I spent today, and most of this evening, developing and testing both a new Picade firmware and a quick and dirty update script which should let you easily get it installed hopefully without even opening up your Picade.
You’ll need either a keyboard to type in the necessary commands, or a network connection to your Picade so you can do so remotely.
Note: RetroPie by default shows up on your network as RETROPIE and the default SSH login is the same as Raspbian: pi // raspberry
I’ve made some quite significant changes to how buttons are handled, which should improve the performance of multiple simultaneous button presses, and repeated button presses.
I’d really love any feedback, especially from fighter aficionados.
Other changes include the ability to hold the volume buttons to ramp the volume up/down, auto-saving of volume level.
This is all open-source, albeit fairly ugly code. I have tried to make the Arduino sketch as beginner-friendly as possible, with some comments at the top to guide you through things like remapping and turning the Vol Up/Down buttons into extra game buttons.
Installed via SSH without any trouble thank you.
Tested a couple of old arcade button masher sports games before and after and it does appear that the buttons performed better after the firmware update. Cant help with fighting games sorry.
This is for the recent retail ones- I will backport to the “old” PiCade if I can make it work. I suspect it’s mostly compatible but I’ve never used the old board so I’ll have to find one and check.
I have yet to look at it directly, it’s just a thought right now, but does the atmel chip know when a headphone is plugged? (directly or via the amplifier)
If yes, it would be nice to store two different values for amplification, one for the main HP, one for when headphones are conencted, we may not want the same output level on both output :)

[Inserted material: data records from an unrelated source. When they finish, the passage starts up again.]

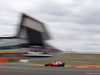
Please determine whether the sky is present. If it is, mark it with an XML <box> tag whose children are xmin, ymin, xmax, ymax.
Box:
<box><xmin>0</xmin><ymin>0</ymin><xmax>100</xmax><ymax>52</ymax></box>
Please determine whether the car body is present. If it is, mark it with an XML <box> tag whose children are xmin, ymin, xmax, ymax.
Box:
<box><xmin>44</xmin><ymin>62</ymin><xmax>65</xmax><ymax>67</ymax></box>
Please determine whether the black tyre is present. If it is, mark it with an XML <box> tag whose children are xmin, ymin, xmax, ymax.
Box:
<box><xmin>44</xmin><ymin>64</ymin><xmax>49</xmax><ymax>66</ymax></box>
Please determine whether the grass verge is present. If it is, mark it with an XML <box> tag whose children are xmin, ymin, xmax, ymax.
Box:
<box><xmin>21</xmin><ymin>61</ymin><xmax>100</xmax><ymax>66</ymax></box>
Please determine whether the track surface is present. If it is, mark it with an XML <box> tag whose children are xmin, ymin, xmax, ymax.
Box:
<box><xmin>0</xmin><ymin>63</ymin><xmax>100</xmax><ymax>75</ymax></box>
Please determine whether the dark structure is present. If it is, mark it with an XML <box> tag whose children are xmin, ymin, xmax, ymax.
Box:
<box><xmin>0</xmin><ymin>14</ymin><xmax>50</xmax><ymax>54</ymax></box>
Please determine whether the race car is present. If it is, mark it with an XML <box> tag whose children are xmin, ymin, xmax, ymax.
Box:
<box><xmin>44</xmin><ymin>62</ymin><xmax>65</xmax><ymax>67</ymax></box>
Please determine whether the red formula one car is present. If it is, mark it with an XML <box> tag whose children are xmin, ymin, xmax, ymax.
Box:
<box><xmin>44</xmin><ymin>62</ymin><xmax>65</xmax><ymax>67</ymax></box>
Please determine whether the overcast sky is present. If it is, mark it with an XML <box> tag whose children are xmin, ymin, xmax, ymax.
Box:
<box><xmin>0</xmin><ymin>0</ymin><xmax>100</xmax><ymax>52</ymax></box>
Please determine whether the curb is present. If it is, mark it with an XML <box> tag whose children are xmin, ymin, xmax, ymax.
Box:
<box><xmin>65</xmin><ymin>65</ymin><xmax>100</xmax><ymax>68</ymax></box>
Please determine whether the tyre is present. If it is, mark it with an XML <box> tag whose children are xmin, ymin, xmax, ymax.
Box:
<box><xmin>44</xmin><ymin>64</ymin><xmax>49</xmax><ymax>66</ymax></box>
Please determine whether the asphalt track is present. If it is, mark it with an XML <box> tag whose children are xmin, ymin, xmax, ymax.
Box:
<box><xmin>0</xmin><ymin>63</ymin><xmax>100</xmax><ymax>75</ymax></box>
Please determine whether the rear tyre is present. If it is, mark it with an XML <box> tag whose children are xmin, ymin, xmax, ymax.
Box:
<box><xmin>44</xmin><ymin>64</ymin><xmax>49</xmax><ymax>66</ymax></box>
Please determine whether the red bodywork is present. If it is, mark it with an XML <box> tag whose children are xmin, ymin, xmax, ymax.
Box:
<box><xmin>49</xmin><ymin>62</ymin><xmax>60</xmax><ymax>66</ymax></box>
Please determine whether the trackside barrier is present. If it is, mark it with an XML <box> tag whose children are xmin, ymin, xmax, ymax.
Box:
<box><xmin>0</xmin><ymin>58</ymin><xmax>7</xmax><ymax>62</ymax></box>
<box><xmin>0</xmin><ymin>57</ymin><xmax>21</xmax><ymax>62</ymax></box>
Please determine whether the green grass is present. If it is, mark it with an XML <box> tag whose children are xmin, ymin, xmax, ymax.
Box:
<box><xmin>21</xmin><ymin>61</ymin><xmax>100</xmax><ymax>66</ymax></box>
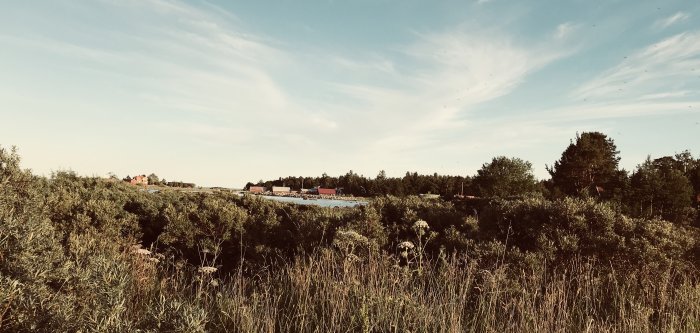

Yes, the chip does know the headphones are plugged in. Unfortunately there’s no amplification on the headphone output at all- it’s a direct pass through. This does allow a neat trick which I discovered by accident, though, you can plug an audio source into the headphone socket and play it through the Picade speakers. It’s something that’s obvious in retrospect- the audio in and out jacks are pretty much identically and are electrically connected- but you don’t think of it until it happens.
In summary - whatever volume you set the Pi to, is what you’ll get out of your headphones. The Picade has no control over it.
There’s a crusty YouTube video mentioning how to do this for Raspbian, this might work in Retropie if you have a keyboard with multimedia keys and some time to burn: https://www.youtube.com/watch?v=1GLRcJZjrWI
This is a bit of a niche fiddle and probably not something we’d ever build into the firmware officially, but it looks possible if you’re sufficiently adventurous!
Something else I’ll tinker with when I get home next week by the looks of it. It’s great to have an excuse to really explore what the Leonardo/ATmega32u4 can actually do.
I’ve also put this firmware on my board, and last night connected a small set of headphones to the Picade 3.5 output. Is it normal that the audio continues to be output from the speakers mounted to the cab ?
I assumed that it would mute when external headphones were connected.
Hi, I’m Paul, new to this forum and also a total Raspberry Pi fan.
Recently purchased the PiCade from the pirates… Awesome bit of kit. got it all working with RetroPie.
but… Mame requires coin button press of ‘5’, which is not mapped through the PiCade PCB.
I’m a total newb when it comes to boards, wires, etc… I’m a software person.
How does one compile a new sketch to be flashed to the Picade PCB? All I want to do is change the coin button to be ‘5’ instead of ‘c’
Give me a shout if you need help with any of those steps.
I plan to make the Picade firmware dynamically re-configurable as soon as I can so we can have a utility to change the key bindings without uploading a new firmware.
It worked great for me without issue, I updated via SSH in linux with the update command.
I’m really pleased that the volume isn’t on 10 anymore when I first boot up and like the smooth volume up, volume down.
Having said that, I’m thinking of routing sound through HDMI, screen sound out and so at some point will want to disable the volume controls and map them to keys instead (so they can be used for pinball games). I can see what to change in the sketch files which looks straight forward enough but how do you go about compiling the sketch into the picade.hex file for the update script to flash ?, or is this built autoagically?